The Bulletin of the Atomic Scientists reports that during his survey, Wadsworth discovered radioactive materials on properties throughout Treasure Island and noted that Treasure Island was not fit for habitation. Robert McLean, another New World Environmental specialist assigned to conduct a preliminary radiation survey, discovered radiation readings from his sensors as he drove through Treasure Island.

“We found radiation, contaminated materials, in playgrounds and in areas that had previously been playgrounds,” said McLean. “We found it in front yards. We found it underneath sidewalks and along the roadways.”

McLean recorded his findings, which included radium pieces that emitted enough radiation for a person at close range to receive, in an hour, five times the maximum radiation a nuclear worker is allowed to absorb in a year. In 2010, McLean himself received radiation doses greater than allowed by his employer’s guidelines, and was soon fired upon request by the Navy.

New World Environmental’s president Wadsworth said, “under normal circumstances, he would not have been fired, but it is also true that he should have recognized the situation because of his training and avoided the total dose he received.”

The new reports of radiation on Treasure Island prompted a battle between California public health officials, who pushed for more examination of radioactive materials on Treasure Island, and Navy officials who claimed there was no need for further radiation examinations.

The Center for Investigative Reporting (CIR), as part of a year-long investigation of radiation problems on Treasure Island, examined the Navy’s use of Treasure Island as a testing ground for nuclear war training forty-seven years before the base was decommissioned. A variety of radionuclides — including radium, plutonium, and cesium 137 — were used in training sessions.

The Navy’s failure publicly to acknowledge the extent of nuclear materials on the base led cleanup crews and redevelopers of the land inadvertently to spread radioactive materials around Treasure Island. When CIR asked the Navy to respond to allegations from California public health officials that the Navy had downplayed the seriousness and level of radiation on Treasure Island, the Navy offered the statement: “The Navy’s Environmental Restoration program is a data driven, iterative, step by step process with the goal of protecting human health and the environment,” the statement said. “All cleanup work continues to be conducted under rigorous State oversight with the highest priority given to safety to ensure the public is protected.”

Today, the Navy is faced with public pressure to deal with Treasure Island’s radiation problem.
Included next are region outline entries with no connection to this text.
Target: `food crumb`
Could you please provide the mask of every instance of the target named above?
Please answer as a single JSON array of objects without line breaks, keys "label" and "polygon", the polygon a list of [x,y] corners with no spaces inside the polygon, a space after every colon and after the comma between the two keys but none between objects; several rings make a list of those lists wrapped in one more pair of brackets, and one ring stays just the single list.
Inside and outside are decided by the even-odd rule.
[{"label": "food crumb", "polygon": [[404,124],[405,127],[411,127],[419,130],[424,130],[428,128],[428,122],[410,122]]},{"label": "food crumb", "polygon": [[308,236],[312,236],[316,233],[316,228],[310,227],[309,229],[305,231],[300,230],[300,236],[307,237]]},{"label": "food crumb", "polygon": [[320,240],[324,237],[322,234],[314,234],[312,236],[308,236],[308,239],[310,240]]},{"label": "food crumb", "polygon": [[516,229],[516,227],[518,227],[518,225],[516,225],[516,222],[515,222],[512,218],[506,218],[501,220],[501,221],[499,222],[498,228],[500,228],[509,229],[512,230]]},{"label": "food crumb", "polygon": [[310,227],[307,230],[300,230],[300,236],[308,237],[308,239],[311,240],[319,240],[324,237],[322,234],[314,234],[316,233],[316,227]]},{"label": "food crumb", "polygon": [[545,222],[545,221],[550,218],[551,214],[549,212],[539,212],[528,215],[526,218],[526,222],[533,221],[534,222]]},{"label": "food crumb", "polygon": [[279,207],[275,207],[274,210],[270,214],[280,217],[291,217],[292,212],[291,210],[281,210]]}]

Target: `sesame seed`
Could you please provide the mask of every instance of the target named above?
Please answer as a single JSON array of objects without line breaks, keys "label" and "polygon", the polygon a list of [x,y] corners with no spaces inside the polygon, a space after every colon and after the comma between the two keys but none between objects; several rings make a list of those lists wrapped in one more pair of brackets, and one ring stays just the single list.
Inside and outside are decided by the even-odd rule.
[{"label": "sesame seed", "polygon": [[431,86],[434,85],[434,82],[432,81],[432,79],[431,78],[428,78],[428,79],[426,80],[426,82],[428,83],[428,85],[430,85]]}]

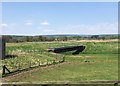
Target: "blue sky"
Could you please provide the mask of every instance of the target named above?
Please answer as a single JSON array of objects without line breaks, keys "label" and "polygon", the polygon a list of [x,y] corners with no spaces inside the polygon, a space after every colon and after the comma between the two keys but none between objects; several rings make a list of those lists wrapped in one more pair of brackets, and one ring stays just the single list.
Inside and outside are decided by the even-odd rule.
[{"label": "blue sky", "polygon": [[117,2],[3,2],[2,34],[117,34]]}]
San Francisco officials responsible for turning the Island over to land developers have conducted a radiation survey on properties on the island, but city officials have been accused of themselves publishing survey results which downplayed the radiation levels on the island.

A 2013 CIR reportabout recent discoveries of radioactive materials on the Island forced city officials to evacuate some island residents from their homes, saying that the reason was that the area needed to be razed for “chemical cleanup,” not because of anything “related to ongoing radiological surveys.”

The Navy to date has not publicly acknowledged the high levels of radiation on Treasure Island as recorded by surveys, including those commissioned by the Navy. NBC News reportsthat the Navy is required to assess and clean up the island before selling it to the city as part of a planned $1.5 billion housing development project.